Katsushika Hokusai was born in Katsushika, Japan, in 1760 in a district east of Edo. He was the son of a shogun mirror-maker, and at the age of 14 he was named Tokitarō. Because Hokusai was never recognised as an heir, it is likely his mother was a concubine.

Hokusai began painting when he was six years old, and when he was twelve his father sent him to work in a book shop. At sixteen he became an engraver's apprentice, which he remained for three years while also beginning to create his own illustrations. At eighteen Hokusai was accepted as an apprentice to the artist Katsukawa Shunshō, one of the greatest ukiyo-e artists of his time. When Shunshō died in 1793, Hokusai studied Japanese and Chinese styles, as well as some Dutch and French paintings on his own. In 1800 he published Famous Views of the Eastern Capital and Eight Views of Edo, and began to accept trainees. During this period he began to use the name Hokusai; during his life he would use more than 30 pseudonyms.

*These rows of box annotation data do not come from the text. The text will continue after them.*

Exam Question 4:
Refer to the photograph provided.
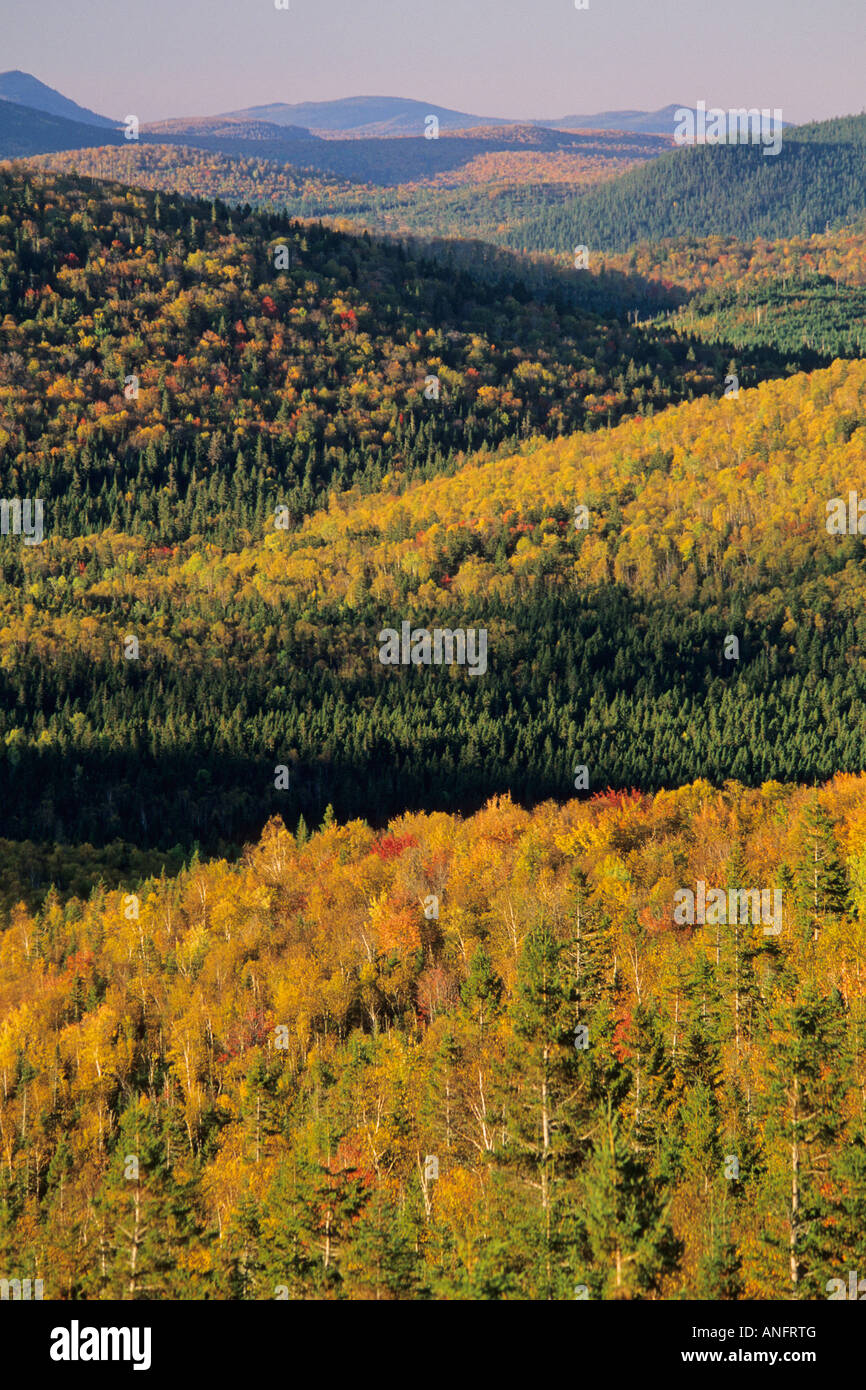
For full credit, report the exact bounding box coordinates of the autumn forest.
[0,38,866,1302]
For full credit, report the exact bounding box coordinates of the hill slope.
[0,68,118,131]
[503,115,866,252]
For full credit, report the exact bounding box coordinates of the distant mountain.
[503,114,866,252]
[0,99,125,160]
[0,68,120,129]
[547,101,692,135]
[218,96,514,135]
[142,115,320,142]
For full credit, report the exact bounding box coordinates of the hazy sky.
[6,0,866,121]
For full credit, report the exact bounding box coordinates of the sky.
[6,0,866,122]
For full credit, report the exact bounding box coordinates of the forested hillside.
[0,168,778,539]
[0,350,866,848]
[0,776,866,1300]
[502,115,866,252]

In 1804 Hokusai rose to prominence when he created a 240 m2 drawing of a Buddhist monk named Daruma for a festival in Tokyo. Due to his precarious financial situation, in 1812 he published Quick Lessons in Simplified Drawing, and began to travel to Nagoya and Kyoto to recruit more students. In 1814 he published the first of 15 manga; volumes of sketches of subjects that interested him, such as people, animals, and Buddha. He published his famous series Thirty-six Views of Mount Fuji in the late 1820s; it was so popular he later had to add ten more prints. Hokusai died in 1849 at the age of 89.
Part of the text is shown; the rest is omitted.